The National Archives is still preserving and making available other official Trump administration material, including social media content and deleted posts from @realDonaldTrump and @POTUS. That work underscores a central point in the dispute: once records are lost or withheld, the public has no way to reconstruct them later unless they were preserved from the start.

The current warning also echoes an earlier confrontation over Trump-era recordkeeping. In December 2020, Sen. Chris Murphy and Rep. Mike Quigley introduced the Promoting Accountability and Security in Transition Act after reports that the outgoing Trump administration was destroying presidential records and using non-official devices for official business. Their bill would have required written guidance from the Archivist before any records were destroyed, biannual inspections of White House records management, and regulations for documenting records created on non-official electronic messaging accounts.
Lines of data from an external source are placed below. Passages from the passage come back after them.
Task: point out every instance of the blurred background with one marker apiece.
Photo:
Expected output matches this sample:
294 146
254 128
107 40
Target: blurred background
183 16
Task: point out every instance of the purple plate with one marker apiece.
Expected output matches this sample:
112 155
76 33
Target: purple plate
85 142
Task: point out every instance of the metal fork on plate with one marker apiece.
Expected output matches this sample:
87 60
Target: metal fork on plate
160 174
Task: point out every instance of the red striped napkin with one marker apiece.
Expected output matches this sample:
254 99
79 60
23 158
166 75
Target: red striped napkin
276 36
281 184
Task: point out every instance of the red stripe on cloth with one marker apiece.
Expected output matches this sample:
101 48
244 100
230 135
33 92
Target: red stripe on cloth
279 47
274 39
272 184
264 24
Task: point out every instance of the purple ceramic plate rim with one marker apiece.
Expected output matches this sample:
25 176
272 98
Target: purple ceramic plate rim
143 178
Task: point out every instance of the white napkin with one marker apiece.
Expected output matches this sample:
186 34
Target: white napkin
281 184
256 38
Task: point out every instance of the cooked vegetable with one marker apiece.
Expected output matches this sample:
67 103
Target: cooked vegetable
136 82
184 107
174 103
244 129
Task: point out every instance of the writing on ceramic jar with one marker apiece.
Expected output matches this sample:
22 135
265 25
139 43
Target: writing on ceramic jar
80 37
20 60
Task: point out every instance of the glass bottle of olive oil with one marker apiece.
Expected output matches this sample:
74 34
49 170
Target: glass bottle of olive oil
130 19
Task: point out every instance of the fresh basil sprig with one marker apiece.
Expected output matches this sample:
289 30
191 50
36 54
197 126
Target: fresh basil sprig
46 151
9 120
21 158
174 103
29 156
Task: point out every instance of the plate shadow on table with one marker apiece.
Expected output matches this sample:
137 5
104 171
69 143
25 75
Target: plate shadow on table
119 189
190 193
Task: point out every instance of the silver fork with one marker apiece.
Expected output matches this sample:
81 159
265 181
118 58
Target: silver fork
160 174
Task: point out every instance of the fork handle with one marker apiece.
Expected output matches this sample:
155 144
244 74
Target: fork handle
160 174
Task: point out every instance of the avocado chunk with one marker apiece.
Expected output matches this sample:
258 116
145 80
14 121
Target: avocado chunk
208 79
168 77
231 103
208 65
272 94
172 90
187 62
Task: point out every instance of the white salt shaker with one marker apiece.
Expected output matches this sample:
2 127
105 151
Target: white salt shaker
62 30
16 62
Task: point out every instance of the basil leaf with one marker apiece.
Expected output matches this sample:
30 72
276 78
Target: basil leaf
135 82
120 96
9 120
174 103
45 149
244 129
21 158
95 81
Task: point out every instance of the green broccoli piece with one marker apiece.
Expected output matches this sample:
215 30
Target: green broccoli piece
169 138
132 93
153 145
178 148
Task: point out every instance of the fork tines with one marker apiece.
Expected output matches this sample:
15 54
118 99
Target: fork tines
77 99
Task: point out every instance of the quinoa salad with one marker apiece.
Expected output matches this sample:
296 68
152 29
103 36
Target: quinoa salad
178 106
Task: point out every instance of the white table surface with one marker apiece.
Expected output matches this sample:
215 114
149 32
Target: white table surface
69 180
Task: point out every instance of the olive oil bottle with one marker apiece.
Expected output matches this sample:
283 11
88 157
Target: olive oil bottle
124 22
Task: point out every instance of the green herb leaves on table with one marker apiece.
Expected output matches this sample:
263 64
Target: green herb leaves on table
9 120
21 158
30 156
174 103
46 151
Democrats have also pointed to an earlier White House records dispute involving Supreme Court nominee Brett Kavanaugh, when Republicans and Democrats jointly asked NARA and the Clinton Library to provide records. They say the Trump-era process was far more restrictive, a contrast that now feeds a broader argument over executive transparency, congressional oversight and whether the safeguards around presidential records are strong enough to survive a determined president.